It feels good to have Texas soil underfoot that you can call your own, but possession only stretches as far as the law allows. One of the most important resources in the state may reside on your plot, but complicated claims might keep it flowing through your fingers.

More than 95% of Texas is privately owned, with over 142 million acres going to private farms, ranches and forests. While your slice of that number can come with a fair share of water, it’s unlikely that you own every drop. It’s essential that you know when someone else can step in and claim this precious asset off of your parcel.

Fluid rights

Water in Texas falls into two broad categories. The state generally retains control over the first type, which includes connected surface water like streams, rivers and lakes. What will likely fall under your ownership is the second type, and that’s the water that rests underground. While this collection could be yours, there are plenty of exceptions where the rights pass to someone else.

Holding water

It may seem criminal when someone is dipping into your reserves, but they might hold a legitimate interest to the groundwater that rests on your property:

  • Never neighborly: The surrounding landowners may not owe you anything when it comes to water. Just because you own the rights beneath your property line doesn’t mean you’re guaranteed a certain amount from your underground coffers. Your neighbor could drill down next door and drink it all dry.
  • Minerals matter: Collecting minerals is big business in Texas, and it comes with certain allowances. Whoever has the rights to the minerals under the surface usually has preference in getting them out. This could include altering your surface property.
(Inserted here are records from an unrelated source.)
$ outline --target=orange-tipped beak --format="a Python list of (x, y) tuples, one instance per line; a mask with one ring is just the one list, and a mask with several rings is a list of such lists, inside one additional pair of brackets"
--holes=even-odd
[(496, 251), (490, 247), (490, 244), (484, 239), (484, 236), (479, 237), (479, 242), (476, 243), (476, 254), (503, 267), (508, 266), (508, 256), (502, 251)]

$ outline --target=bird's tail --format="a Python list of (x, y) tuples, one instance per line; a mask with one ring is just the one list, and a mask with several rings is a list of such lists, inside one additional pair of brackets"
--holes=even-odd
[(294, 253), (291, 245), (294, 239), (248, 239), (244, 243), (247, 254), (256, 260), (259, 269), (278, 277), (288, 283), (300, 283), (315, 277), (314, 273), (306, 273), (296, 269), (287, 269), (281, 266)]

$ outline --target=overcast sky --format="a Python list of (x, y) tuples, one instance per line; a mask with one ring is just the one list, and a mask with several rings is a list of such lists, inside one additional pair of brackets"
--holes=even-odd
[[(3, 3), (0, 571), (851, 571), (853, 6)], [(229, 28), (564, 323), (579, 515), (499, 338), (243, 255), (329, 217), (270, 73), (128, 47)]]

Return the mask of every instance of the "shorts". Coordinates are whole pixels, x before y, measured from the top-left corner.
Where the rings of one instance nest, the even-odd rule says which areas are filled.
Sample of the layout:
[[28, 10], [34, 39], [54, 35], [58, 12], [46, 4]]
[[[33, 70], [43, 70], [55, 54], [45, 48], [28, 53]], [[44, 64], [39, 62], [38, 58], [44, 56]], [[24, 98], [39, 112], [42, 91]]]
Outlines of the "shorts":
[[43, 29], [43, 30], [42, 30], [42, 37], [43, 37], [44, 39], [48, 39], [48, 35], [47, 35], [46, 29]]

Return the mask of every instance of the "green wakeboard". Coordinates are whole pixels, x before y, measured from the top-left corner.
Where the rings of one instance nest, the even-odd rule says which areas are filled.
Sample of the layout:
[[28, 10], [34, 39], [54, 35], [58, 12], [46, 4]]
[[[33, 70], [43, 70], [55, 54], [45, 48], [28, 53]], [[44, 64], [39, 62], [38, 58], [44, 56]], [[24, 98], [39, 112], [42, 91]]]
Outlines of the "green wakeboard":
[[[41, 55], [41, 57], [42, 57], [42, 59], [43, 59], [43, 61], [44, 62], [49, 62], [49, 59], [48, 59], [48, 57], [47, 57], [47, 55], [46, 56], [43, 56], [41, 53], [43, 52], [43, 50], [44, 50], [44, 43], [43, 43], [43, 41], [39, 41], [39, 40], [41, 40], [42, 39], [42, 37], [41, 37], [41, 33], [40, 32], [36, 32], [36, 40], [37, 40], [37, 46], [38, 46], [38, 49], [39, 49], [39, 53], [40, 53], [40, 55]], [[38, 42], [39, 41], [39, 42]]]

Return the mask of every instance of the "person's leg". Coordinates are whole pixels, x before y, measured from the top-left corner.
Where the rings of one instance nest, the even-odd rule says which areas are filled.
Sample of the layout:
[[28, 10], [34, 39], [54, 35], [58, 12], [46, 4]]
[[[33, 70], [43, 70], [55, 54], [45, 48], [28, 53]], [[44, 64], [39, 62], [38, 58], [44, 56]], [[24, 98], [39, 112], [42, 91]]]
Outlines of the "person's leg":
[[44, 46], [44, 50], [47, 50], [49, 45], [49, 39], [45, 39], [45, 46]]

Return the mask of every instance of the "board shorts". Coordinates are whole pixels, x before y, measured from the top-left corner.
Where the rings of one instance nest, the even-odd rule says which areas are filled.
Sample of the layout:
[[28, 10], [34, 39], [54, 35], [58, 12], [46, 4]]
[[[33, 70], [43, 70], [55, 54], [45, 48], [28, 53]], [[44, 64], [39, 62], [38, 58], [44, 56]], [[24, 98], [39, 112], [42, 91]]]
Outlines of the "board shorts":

Since the state considers groundwater as a part of that surface property, those working your land might be able to use your water in their commercial efforts.
  • Severed shares: While the rights to the groundwater generally link to the surface property, it doesn’t have to stay that way. You can make a deal to sever the two, or perhaps someone split your property before you arrived. Either way, you’ll have to look over any outstanding arrangements to determine if someone else has a claim.

It can be difficult to know where the rights rest around you. The laws surrounding water in Texas have long been a contentious and complicated matter, but knowing who can lay claim is crucial when it comes to land ownership.